Many years ago, a neighbor who was our good friend passed away. A few months later, his wife and I and our children were visiting his grave. While she and I stood at his grave, our young children were running around, as children do when they are bored. My two oldest ones, who were 4 and 6 years old and her two (about the same age) came screaming to us, looking very frightened. Their faces were pale as they reported that my 3 year-old son had fallen into a big hole. We ran to the location of a double-deep open grave which had been covered by a large piece of plywood. Apparently he had slipped in between the plywood and the edge of the grave and now was in a 6 or 7 foot hole which was very dark and scary to him. I heard his cries as we frantically removed the plywood so we could see him.
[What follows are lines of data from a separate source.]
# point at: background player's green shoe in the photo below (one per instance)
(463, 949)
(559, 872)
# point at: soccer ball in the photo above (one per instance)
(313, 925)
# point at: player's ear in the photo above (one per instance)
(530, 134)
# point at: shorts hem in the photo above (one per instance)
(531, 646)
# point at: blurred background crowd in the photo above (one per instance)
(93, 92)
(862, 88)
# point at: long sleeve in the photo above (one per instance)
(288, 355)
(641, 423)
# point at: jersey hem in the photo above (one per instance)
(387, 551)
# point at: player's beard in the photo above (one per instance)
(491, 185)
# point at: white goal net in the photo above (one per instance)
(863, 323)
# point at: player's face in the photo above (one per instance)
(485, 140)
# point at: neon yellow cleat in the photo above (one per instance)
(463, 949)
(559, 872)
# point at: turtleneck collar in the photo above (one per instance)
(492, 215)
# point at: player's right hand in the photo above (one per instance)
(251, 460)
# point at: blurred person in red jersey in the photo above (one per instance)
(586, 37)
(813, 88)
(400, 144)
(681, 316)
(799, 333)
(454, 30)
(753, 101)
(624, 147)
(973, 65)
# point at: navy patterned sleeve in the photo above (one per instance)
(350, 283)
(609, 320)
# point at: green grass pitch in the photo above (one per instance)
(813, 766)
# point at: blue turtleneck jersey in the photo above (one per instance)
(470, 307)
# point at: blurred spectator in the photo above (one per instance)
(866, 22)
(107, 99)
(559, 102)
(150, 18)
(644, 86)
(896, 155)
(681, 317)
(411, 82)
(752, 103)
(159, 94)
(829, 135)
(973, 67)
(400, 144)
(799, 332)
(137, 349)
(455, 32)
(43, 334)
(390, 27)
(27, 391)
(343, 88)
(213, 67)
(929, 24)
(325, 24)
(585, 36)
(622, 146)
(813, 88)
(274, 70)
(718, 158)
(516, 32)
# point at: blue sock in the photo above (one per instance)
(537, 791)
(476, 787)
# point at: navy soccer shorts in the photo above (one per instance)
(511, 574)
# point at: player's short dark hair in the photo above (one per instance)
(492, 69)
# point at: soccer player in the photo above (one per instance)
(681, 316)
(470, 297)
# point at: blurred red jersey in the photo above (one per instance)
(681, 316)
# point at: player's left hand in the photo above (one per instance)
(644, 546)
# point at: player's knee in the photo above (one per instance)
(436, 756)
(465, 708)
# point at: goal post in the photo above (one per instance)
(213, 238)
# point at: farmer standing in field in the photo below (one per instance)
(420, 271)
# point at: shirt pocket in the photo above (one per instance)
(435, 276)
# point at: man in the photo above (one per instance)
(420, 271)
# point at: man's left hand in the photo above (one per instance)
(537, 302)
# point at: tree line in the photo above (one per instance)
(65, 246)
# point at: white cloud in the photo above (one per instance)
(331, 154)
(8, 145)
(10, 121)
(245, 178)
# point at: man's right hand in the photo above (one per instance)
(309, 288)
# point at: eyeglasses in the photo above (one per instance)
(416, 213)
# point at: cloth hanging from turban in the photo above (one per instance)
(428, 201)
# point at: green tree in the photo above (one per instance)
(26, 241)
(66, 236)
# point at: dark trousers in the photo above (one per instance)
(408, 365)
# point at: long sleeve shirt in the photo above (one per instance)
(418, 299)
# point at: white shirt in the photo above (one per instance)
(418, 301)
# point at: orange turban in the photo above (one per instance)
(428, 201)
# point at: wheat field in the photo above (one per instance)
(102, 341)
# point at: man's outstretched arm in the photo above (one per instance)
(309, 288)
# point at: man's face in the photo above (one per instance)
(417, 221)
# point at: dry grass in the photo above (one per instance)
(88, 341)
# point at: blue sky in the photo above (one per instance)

His tear-stained little face was looking up at us as though he was pleading for help and luckily, he did not appear to be hurt physically.
As I comforted him with soothing words and my mind raced for a solution, I was inadvertently pushing dirt from the edge of the grave down upon my forlorn little son. I was frantic! I laid down on the ground on my stomach and I told my friend to hold my feet so I could attempt to reach him, but my arms were fart too short.
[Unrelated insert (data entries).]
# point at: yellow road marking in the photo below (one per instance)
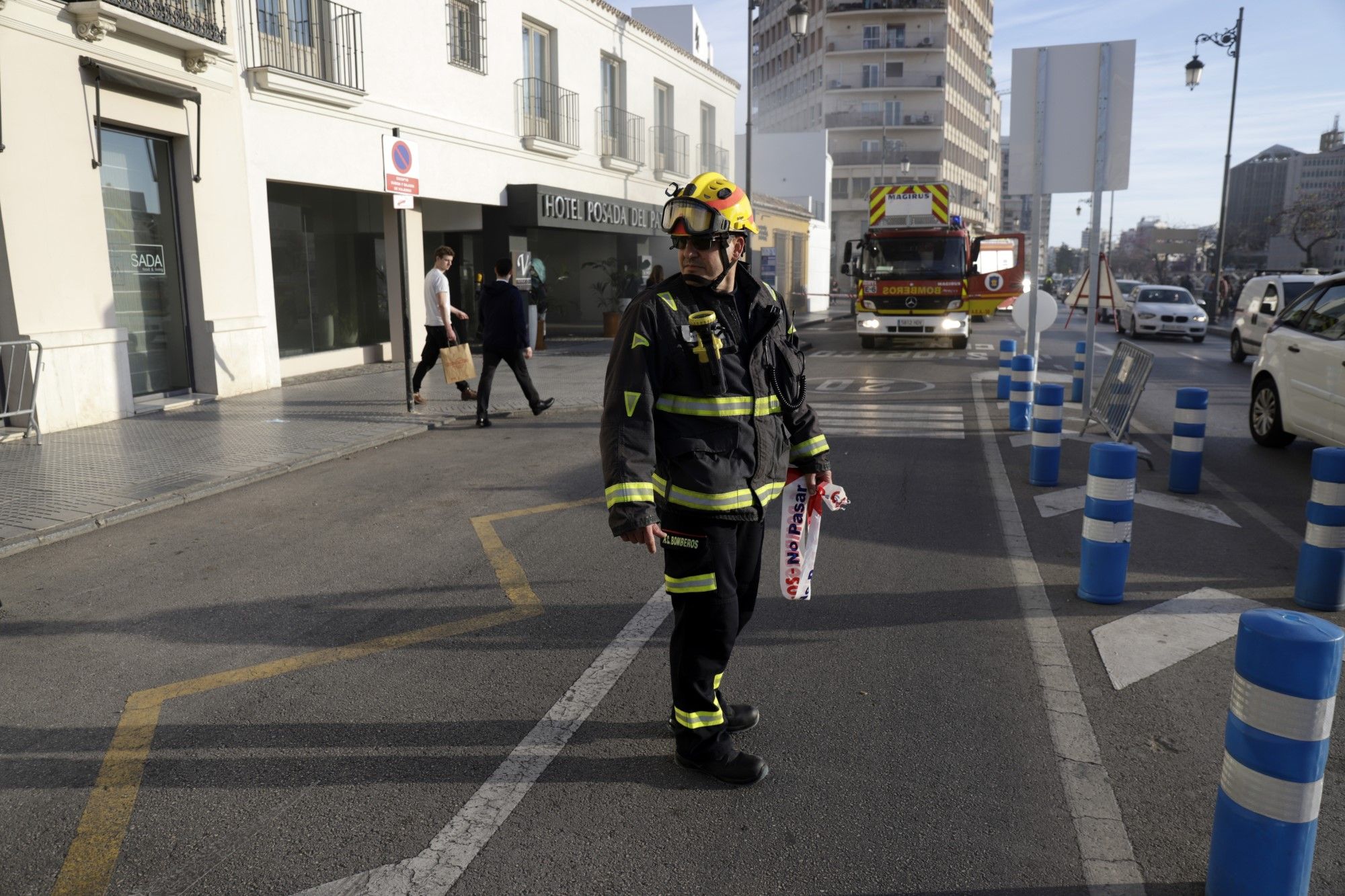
(93, 854)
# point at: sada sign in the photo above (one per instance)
(141, 260)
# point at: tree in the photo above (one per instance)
(1313, 218)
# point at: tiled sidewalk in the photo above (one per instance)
(87, 478)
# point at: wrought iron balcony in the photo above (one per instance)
(880, 119)
(621, 135)
(874, 77)
(202, 18)
(670, 150)
(548, 111)
(714, 158)
(878, 158)
(314, 38)
(860, 6)
(887, 42)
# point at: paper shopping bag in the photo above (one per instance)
(458, 362)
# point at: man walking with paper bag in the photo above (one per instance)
(505, 338)
(439, 331)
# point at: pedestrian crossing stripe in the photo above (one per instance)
(891, 420)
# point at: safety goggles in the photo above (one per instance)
(697, 218)
(700, 244)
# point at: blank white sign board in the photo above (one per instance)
(1071, 127)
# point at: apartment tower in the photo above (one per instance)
(903, 89)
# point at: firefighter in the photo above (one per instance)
(704, 412)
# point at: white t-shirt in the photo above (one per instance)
(435, 284)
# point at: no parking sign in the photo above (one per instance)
(401, 166)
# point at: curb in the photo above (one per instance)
(196, 493)
(220, 486)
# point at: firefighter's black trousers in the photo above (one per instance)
(712, 571)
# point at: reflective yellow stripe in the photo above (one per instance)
(769, 405)
(703, 501)
(699, 720)
(691, 584)
(705, 407)
(770, 491)
(809, 448)
(630, 493)
(722, 407)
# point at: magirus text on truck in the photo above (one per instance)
(919, 272)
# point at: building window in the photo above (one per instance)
(330, 270)
(467, 34)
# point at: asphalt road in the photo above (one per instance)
(907, 725)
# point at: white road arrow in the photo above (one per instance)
(1153, 639)
(1054, 503)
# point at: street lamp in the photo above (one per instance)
(1194, 71)
(1233, 42)
(797, 17)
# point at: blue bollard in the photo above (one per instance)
(1188, 440)
(1321, 561)
(1276, 739)
(1047, 423)
(1109, 512)
(1020, 393)
(1008, 348)
(1077, 392)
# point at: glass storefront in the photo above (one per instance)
(142, 221)
(330, 268)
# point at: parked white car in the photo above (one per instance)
(1161, 311)
(1258, 303)
(1299, 382)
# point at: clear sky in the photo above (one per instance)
(1289, 88)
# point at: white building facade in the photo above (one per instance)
(221, 253)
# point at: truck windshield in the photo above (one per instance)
(917, 259)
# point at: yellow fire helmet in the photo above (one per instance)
(709, 204)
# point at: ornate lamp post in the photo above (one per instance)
(1231, 41)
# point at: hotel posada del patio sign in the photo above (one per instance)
(543, 206)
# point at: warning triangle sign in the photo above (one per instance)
(1108, 290)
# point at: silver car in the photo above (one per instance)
(1161, 311)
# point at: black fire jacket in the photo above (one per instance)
(668, 442)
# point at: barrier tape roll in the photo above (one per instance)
(801, 529)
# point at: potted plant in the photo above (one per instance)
(611, 288)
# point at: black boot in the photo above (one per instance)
(740, 768)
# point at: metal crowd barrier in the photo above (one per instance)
(1118, 396)
(20, 384)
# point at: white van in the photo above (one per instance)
(1258, 304)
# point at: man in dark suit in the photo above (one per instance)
(505, 338)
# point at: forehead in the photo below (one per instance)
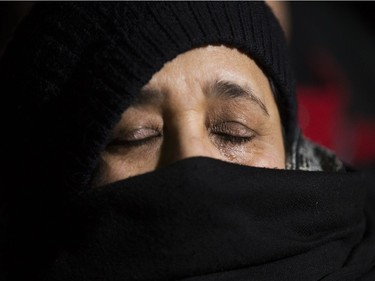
(197, 67)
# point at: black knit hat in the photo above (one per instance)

In those days, I was not savvy enough to remain calm for the sake of my child, so the more anxious I became, the more he cried. The other children were all frightened and my friend and I were, too.
Just as we were looking around for help in the cemetery and seeing no one – not a person, or car, or anybody who was alive besides us, I realized one of us would have to drive somewhere to get some assistance. As we were discussing who would go, out of nowhere came a tall man in a dark business suit. There had been no one in the cemetery just seconds before his appearance. He approached us, saying nothing, laid on his stomach on the ground, instructing us to hold his feet. He stretched his long arms down into the grave and lifted my son to safety.
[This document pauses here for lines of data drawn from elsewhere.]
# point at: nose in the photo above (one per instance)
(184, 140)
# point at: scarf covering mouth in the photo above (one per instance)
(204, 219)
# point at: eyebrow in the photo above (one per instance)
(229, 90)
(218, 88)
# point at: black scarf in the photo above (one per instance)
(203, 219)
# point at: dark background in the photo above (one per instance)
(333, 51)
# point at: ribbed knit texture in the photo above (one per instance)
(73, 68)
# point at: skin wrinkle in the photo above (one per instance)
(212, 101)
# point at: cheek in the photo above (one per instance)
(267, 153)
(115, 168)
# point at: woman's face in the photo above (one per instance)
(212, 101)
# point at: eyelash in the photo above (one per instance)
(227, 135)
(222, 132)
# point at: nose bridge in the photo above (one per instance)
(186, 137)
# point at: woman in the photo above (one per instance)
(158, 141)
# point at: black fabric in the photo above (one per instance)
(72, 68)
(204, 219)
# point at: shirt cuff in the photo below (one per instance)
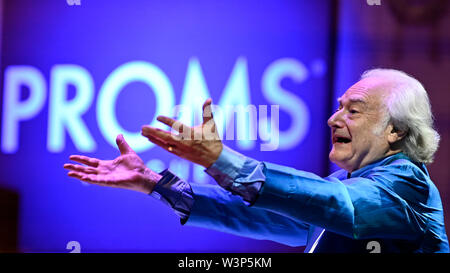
(238, 174)
(174, 192)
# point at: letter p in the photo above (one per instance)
(15, 110)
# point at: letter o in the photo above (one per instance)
(111, 88)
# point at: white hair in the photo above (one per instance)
(409, 110)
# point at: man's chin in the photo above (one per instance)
(337, 158)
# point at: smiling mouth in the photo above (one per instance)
(340, 139)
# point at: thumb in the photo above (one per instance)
(124, 148)
(207, 111)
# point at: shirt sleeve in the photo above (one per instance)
(175, 193)
(238, 174)
(389, 202)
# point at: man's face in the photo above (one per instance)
(358, 130)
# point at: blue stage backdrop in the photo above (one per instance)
(74, 74)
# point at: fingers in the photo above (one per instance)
(174, 124)
(93, 162)
(90, 178)
(160, 134)
(80, 169)
(207, 111)
(124, 148)
(166, 146)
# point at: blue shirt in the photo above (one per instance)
(391, 201)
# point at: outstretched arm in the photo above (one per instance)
(127, 171)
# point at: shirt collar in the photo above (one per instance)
(380, 162)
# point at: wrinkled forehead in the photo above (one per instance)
(370, 91)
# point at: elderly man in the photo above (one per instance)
(382, 199)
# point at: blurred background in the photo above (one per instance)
(75, 73)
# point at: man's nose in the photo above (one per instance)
(335, 121)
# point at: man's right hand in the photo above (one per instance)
(127, 171)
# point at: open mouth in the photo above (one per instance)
(341, 139)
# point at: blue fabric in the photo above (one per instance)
(391, 201)
(175, 193)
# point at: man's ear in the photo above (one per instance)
(395, 134)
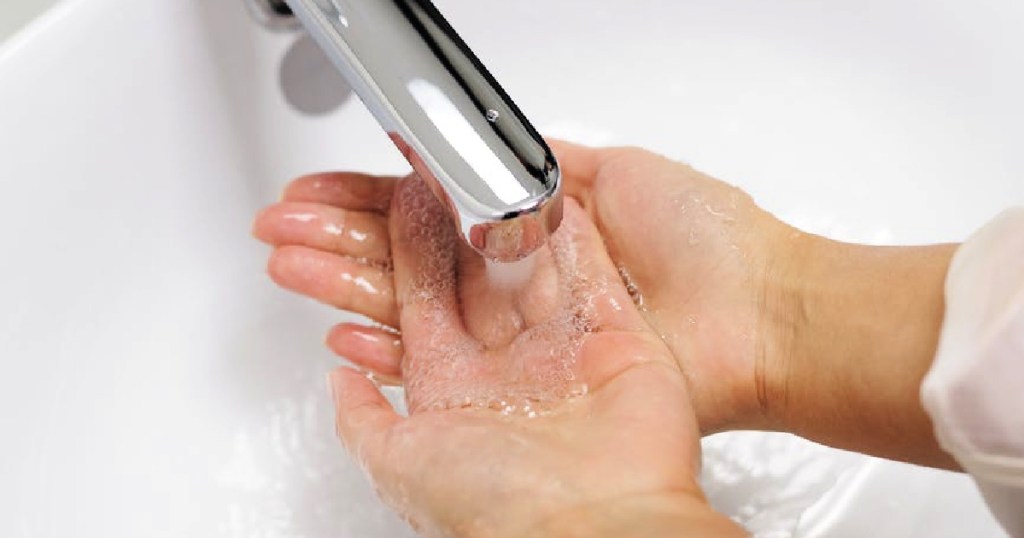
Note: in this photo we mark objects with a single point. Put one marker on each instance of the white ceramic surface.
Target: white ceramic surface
(155, 383)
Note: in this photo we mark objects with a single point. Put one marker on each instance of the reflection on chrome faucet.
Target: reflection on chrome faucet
(446, 114)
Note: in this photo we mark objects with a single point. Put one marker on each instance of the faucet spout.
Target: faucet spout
(455, 124)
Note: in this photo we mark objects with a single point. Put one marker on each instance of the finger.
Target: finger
(338, 281)
(355, 234)
(376, 349)
(351, 191)
(424, 248)
(437, 348)
(364, 417)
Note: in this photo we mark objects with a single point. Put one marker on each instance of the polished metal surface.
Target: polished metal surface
(449, 117)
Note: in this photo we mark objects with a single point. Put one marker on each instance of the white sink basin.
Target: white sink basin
(155, 383)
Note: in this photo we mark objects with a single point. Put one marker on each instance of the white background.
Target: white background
(16, 13)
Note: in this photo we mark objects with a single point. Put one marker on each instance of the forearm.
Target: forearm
(859, 334)
(647, 516)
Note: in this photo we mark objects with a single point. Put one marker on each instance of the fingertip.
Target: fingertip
(376, 349)
(363, 412)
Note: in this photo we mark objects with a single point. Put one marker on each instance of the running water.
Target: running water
(504, 337)
(511, 275)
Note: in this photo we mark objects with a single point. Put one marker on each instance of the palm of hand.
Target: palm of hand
(481, 364)
(466, 352)
(691, 247)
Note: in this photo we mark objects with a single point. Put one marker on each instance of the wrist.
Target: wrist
(854, 330)
(646, 515)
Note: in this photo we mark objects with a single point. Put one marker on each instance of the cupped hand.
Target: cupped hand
(546, 407)
(696, 255)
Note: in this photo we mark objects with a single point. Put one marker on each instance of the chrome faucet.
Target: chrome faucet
(446, 114)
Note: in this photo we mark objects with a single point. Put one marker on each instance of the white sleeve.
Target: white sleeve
(975, 389)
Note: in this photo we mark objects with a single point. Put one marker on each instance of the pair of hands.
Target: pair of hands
(698, 343)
As we were brushing the dirt off of him, I was hugging and kissing him. Then I looked around for the man. I wanted to help him brush off his fine suit, but above all to thank him for what he had done. He was nowhere in sight, no car had started or had even been seen, and the man disappeared as quickly as he had appeared. For those few minutes all attention had been on my young son, and none of us saw the man walk away or “disappear.”
After we had all calmed down a bit and started our trip back home, we marveled at what had happened and recalled that my son’s toy gun was still at the bottom of the grave. It had been forgotten during the rescue and now he was crying for his toy. We laughed at how shocked we imagined the mourners at that site would be when they saw the toy gun in the grave. Of course, we had replaced the plywood so another child would not have the same mishap. Many years later, my son would get teased about his graveyard story as being one of a “very vivid imagination.”
At the same time, the rescue by the tall man in the dark suit was a mystery to us, and it was a good story to tell after the fright was over. Today, I know that the man was an angel sent to help. There is no doubt in my mind now that I have heard many stories from others who reported their angels appearing and quickly disappearing once the crisis was over. Our tall dark angel came out of nowhere and when back into nowhere after being now here long enough to lift up a frightened little boy out of a big dark hole into the safety of his mother’s arms.
When my son was an adult with children of his own, I sent him a gilded angel to hang over his bed. I guess he thought he was too old for such things, and each time I visited him, the angel sat on his desk. Following the tragic loss of his sister, when I came to visit him, the angel was suspended over his bed.